Here is Fiona from Brompton Library, showing us how to make a shadow painting using things from around the house.  Over to Fiona…

Over the last few weeks, I have found that being creative and taking some time to get completely absorbed in an activity with no goals, has really helped me to relax.  This exercise is a great way to do that and because there is no right or wrong way to do and it can be done with any household items such as coffee, food colouring, biros, pencils, so there is no need to buy expensive resources, and if you make a picture you don’t like, you haven’t wasted anything.  The main aim is just to explore and enjoy the process.

You will need:

  • A light source ie. sunlight, a torch, a lamp, a phone torch
  • Household objects – plants, kitchen utensils, ornaments, furniture. Anything that creates a shadow pattern.
  • A pencil, some paper, one or two paintbrushes
  • Some instant coffee/food colouring/pencils/biros/paints – anything to fill in your shadow drawing
  • A paint pallet or some saucers
  • Two jars of water – one to clean your brush and one to wet the brush and the paper.

These instructions are based on using instant coffee to colour the drawing, but you can use whatever you like.

  1.  Shine the light source on the object to create an interesting shadow.  I used the sunlight shining through the back of a chair for mine. I moved the paper around the cover the page with the curvy line of the chair and the little shapes.
  2. Draw around the shadow with the pencil.  Don’t worry about making it perfect, mistakes are fine!
  3. When you are happy with your pattern, put some coffee granules on one saucer and crush them a bit with your finger or the back of a spoon.
  4. Put some more granules on another saucer and add some water.  Mix until you are happy with the thickness – runny but not too thin so that it has a strong colour but you can paint easily. 
  5. Start painting!  I used a few methods to add some variety.  You can paint onto the dry paper or try painting a shape with water first and then adding drops of the coffee liquid.  This creates lovely patterns.  You can even wet the paper with a brush and then add some ground coffee granules – just try it and see what happens.  Dropping coffee onto the wet paint makes lovely strong patches of colour.
  6. When the painting is dry, you can add a line around the shapes with a pen if you like and rub out the pencil.

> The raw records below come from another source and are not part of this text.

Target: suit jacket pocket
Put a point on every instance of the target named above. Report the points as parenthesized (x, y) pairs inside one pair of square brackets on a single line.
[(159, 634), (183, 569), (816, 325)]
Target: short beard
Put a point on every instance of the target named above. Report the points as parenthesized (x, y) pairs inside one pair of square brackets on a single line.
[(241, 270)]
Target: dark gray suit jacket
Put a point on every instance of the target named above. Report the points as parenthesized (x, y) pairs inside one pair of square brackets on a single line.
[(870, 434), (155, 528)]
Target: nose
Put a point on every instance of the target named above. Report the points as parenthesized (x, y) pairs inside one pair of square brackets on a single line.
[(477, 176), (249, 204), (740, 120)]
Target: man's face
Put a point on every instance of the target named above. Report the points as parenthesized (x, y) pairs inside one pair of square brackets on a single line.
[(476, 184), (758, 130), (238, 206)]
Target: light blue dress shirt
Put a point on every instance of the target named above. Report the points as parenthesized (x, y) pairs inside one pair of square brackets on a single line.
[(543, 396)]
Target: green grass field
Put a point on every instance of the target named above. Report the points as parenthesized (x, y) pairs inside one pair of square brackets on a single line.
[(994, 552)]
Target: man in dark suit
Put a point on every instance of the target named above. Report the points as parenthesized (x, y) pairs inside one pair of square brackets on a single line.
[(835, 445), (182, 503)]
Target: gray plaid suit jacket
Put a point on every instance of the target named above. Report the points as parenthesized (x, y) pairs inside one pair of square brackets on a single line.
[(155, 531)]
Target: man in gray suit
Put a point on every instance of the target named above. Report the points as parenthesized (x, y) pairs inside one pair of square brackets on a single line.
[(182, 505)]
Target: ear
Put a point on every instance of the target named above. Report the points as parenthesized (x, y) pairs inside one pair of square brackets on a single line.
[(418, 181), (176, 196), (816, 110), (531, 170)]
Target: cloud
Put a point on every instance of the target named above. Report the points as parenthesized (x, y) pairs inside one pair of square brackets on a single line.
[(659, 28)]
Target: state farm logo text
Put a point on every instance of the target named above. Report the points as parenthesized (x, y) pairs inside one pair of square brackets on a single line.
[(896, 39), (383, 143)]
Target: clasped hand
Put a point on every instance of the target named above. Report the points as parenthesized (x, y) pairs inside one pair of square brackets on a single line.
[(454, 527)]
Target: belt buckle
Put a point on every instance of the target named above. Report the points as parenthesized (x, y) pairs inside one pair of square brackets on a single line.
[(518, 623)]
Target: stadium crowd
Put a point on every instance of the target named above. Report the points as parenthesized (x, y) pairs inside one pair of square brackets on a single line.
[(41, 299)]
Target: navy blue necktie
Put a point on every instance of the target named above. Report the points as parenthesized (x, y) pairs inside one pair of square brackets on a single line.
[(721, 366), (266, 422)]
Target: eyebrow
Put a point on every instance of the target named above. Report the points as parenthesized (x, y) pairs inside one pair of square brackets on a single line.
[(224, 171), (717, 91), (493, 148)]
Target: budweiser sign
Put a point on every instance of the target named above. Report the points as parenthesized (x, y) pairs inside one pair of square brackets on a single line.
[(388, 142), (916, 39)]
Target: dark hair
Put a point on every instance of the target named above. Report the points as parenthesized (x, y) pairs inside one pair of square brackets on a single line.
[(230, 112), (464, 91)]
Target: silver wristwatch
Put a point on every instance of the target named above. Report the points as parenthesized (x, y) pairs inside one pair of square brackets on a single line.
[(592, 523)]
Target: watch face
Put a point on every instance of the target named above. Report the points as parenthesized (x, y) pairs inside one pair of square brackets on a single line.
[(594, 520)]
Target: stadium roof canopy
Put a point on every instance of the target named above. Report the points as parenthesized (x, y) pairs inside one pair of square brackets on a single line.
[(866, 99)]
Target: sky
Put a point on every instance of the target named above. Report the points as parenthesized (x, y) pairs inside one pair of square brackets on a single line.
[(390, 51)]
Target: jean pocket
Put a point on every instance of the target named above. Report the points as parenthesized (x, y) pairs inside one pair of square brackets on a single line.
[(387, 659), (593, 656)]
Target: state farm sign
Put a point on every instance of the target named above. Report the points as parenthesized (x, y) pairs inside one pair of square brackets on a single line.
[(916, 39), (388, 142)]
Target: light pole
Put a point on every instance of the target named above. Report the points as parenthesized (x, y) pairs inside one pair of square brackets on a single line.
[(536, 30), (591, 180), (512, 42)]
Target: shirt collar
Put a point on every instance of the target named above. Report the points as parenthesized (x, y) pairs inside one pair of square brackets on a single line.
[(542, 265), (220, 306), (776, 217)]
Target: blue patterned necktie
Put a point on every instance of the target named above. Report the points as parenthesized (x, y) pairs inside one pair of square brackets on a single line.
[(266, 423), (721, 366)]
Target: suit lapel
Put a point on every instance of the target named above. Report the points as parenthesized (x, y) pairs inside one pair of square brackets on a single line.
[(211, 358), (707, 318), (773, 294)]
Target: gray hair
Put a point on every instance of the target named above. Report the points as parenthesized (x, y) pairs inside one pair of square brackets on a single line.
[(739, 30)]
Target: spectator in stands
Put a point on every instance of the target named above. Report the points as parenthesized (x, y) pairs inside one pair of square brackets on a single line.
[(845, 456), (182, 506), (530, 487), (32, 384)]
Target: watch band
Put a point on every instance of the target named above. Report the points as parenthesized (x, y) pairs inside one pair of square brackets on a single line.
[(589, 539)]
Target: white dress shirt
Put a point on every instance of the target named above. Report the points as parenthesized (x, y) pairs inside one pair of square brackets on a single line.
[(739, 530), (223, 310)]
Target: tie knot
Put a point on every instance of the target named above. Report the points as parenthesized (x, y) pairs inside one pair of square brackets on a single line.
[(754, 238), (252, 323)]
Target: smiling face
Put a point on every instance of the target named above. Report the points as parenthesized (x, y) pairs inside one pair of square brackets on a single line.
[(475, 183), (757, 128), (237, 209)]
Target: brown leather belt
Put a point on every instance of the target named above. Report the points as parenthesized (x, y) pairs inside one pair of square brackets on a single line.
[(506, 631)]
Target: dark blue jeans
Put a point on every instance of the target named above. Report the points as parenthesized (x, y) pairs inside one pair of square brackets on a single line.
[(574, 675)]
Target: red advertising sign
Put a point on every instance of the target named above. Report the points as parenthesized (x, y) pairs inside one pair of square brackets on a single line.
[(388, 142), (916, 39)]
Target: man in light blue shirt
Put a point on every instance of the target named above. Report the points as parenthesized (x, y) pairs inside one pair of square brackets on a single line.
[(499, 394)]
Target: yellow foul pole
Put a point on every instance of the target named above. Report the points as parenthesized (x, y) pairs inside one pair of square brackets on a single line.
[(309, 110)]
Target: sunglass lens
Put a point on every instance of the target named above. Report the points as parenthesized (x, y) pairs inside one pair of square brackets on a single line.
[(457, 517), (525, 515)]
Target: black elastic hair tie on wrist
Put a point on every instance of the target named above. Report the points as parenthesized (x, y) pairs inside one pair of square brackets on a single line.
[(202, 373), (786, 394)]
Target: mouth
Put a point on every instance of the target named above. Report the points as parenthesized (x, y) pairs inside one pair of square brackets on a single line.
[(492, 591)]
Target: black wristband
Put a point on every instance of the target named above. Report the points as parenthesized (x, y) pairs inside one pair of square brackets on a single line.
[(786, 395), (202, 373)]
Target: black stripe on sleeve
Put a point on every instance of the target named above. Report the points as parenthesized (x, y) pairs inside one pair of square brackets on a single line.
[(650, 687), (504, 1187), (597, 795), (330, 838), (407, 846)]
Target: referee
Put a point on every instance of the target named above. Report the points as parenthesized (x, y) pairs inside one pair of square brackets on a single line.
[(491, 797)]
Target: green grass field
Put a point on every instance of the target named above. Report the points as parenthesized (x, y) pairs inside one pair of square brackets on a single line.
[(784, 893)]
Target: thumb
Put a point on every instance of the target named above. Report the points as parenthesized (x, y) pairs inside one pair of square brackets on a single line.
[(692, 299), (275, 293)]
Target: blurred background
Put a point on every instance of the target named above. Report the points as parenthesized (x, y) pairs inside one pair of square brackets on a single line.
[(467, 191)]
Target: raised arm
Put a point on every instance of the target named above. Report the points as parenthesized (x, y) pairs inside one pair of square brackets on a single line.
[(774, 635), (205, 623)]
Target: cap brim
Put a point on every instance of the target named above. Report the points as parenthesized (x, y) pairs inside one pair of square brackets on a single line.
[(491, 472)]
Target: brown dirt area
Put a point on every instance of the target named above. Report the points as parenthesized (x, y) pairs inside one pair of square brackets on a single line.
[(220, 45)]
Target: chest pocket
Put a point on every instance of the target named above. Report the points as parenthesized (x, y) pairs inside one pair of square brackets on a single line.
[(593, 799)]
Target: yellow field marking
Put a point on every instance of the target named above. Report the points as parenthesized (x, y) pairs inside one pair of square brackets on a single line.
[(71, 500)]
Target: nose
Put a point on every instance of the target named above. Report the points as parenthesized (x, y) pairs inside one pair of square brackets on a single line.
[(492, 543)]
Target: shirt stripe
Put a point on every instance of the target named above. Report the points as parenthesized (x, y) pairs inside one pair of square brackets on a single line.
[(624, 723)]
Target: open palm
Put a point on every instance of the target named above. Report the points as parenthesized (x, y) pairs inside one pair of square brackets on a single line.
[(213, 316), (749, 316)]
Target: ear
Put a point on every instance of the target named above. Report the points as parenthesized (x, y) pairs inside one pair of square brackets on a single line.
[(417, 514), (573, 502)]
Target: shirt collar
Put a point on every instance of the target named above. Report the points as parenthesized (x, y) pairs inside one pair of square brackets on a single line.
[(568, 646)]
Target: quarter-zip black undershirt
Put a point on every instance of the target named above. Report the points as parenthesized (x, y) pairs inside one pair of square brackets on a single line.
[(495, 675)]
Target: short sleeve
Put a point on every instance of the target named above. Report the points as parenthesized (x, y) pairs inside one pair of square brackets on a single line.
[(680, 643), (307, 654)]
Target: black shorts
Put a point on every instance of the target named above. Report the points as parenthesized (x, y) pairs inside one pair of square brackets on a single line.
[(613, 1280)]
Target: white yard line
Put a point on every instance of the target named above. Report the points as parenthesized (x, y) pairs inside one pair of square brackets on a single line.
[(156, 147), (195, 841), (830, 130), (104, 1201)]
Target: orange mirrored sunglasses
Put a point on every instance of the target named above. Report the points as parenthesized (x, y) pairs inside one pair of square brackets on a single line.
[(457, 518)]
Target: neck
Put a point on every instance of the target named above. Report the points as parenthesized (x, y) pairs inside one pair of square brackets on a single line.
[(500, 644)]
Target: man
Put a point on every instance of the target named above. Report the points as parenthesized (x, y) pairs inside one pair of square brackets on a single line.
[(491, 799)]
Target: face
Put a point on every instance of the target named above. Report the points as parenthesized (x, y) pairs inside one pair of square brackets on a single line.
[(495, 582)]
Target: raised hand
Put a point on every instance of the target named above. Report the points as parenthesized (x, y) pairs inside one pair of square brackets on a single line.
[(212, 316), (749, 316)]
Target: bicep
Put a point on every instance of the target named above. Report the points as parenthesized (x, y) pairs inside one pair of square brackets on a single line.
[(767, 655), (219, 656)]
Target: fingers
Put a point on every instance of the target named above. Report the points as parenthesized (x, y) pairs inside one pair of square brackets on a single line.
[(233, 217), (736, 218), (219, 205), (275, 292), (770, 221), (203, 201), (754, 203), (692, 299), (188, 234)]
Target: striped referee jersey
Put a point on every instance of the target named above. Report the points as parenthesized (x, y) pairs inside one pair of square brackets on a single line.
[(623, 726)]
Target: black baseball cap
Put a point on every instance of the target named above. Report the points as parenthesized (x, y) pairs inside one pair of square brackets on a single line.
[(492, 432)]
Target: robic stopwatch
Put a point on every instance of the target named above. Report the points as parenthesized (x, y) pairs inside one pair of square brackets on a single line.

Here is another one that I did using a plant to make the shadow patterns and blue and yellow food colouring to fill the spaces.

And for this one, I did the shadow drawing then painted the whole paper with writing ink and used bleach to take off the ink where I wanted the paper to be white. Finally I used a red marker pen to highlight some parts.

So you see, you can use whatever materials you like, you could even use paints and it’s  a great way to explore and relax.